Upgrades in Nova: The Details

Over the last few years, the Nova project has spent a lot of time on improving its story around live upgrades. We’ve made a lot of progress and done so with minimal disruption as we were figuring out how to make it work. As some of this work starts to spread in the wind and pollinate other projects, the details of how all the pieces fit together is hard to communicate. The details of how Nova pulls off some of its tricks in this area live primarily in the heads of a few people.

In OpenStack, projects are expected to maintain a minimum level of what I would call “offline upgrade-ability”. Historically that has meant things like config file compatibility between releases, such that an operator with a valid Juno config should be able to upgrade to Kilo without changes. Database schema migrations (performed offline) have generally been something we know how to do to avoid preventing someone with a large deployment from having to rebuild their data after upgrading.
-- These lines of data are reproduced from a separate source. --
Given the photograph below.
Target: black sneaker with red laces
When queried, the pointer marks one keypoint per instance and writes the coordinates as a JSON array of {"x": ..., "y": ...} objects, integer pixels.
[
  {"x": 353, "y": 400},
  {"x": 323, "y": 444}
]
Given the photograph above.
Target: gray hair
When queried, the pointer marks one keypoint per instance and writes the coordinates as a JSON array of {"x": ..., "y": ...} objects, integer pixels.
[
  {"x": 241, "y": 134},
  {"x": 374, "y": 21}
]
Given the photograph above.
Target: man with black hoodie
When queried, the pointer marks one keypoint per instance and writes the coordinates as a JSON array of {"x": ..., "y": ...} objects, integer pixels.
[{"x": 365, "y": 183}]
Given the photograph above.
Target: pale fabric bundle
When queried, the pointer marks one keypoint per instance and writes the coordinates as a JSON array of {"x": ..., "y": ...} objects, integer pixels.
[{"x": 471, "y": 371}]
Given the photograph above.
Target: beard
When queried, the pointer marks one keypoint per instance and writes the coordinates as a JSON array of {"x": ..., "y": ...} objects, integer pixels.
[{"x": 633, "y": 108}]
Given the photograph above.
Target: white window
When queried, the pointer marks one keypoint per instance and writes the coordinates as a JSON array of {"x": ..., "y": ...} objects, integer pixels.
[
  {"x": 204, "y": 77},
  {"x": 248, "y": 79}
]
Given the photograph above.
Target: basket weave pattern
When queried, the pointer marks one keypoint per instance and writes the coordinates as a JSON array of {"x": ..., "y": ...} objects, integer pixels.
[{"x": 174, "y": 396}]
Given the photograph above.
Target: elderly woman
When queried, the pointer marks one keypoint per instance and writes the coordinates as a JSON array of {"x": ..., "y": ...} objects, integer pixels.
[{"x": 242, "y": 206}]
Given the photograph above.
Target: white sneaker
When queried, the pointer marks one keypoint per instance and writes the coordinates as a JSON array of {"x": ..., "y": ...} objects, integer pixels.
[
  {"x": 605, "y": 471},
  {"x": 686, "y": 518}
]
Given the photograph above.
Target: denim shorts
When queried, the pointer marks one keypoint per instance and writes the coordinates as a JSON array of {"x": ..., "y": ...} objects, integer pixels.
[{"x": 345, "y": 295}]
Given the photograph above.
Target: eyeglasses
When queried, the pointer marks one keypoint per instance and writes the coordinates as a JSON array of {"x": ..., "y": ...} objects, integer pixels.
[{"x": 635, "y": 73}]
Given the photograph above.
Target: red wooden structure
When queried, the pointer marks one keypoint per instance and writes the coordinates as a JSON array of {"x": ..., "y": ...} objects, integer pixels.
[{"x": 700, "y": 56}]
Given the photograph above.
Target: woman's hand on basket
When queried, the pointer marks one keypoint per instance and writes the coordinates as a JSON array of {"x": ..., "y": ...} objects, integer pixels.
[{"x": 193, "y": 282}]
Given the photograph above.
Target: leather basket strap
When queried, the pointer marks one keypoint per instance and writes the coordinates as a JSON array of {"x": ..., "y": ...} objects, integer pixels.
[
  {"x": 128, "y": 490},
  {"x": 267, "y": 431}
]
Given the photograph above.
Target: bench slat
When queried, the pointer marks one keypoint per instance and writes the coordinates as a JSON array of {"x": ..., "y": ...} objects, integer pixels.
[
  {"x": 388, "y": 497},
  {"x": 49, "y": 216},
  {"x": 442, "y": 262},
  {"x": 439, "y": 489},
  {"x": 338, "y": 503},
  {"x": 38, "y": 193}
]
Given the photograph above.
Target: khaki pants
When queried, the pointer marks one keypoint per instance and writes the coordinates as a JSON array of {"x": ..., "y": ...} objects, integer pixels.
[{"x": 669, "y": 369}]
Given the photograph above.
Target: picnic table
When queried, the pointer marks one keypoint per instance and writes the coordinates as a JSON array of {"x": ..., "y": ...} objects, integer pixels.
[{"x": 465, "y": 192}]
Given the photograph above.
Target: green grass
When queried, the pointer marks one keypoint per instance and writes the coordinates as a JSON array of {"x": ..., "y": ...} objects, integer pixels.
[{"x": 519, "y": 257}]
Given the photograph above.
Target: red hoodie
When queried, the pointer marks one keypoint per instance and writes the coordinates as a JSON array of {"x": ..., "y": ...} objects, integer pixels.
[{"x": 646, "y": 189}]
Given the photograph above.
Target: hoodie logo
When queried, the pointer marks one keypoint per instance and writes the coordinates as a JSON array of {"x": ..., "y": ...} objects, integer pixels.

Careful handling of things like deprecations will soon be table stakes.

The goal of our work on live upgrades is to avoid having to take down any component of Nova for an extended period of time. Upgrades of a large cloud take time, hit roadblocks, and uncover bugs. Any phase that requires some service to be down to make a change means that if you get stuck in that phase, something isn’t working and customers are perusing your competitor’s website while they wait.

In a series of posts to follow, I hope to detail and document some of the mechanics with examples from the Nova code and provide insight to why things work the way they do. The target audience of these posts are developers in other OpenStack projects looking to follow in Nova’s footsteps. As always, not all projects will want to do things the way Nova did, and that’s fine. The details are offered here for people that are interested, but are not intended to define the way all projects should do things.

The approach taken to make live upgrades work on something as complicated as Nova is actually composed of many more specific strategies across many subsystems. It is often claimed that adopting one library or protocol will magically make upgrades work. However, in my experience, there is no silver bullet for this problem. Pulling it off requires substantial changes, most of which are in the culture. Some mechanical things need to be done at the database and RPC layers, but in the end, it requires the people writing and reviewing the code to understand the problem space and defend the project against changes that will break upgrades.

What follows this post is hopefully enough of a roadmap for other projects to wrap their heads around the complexity of the problem and start making progress.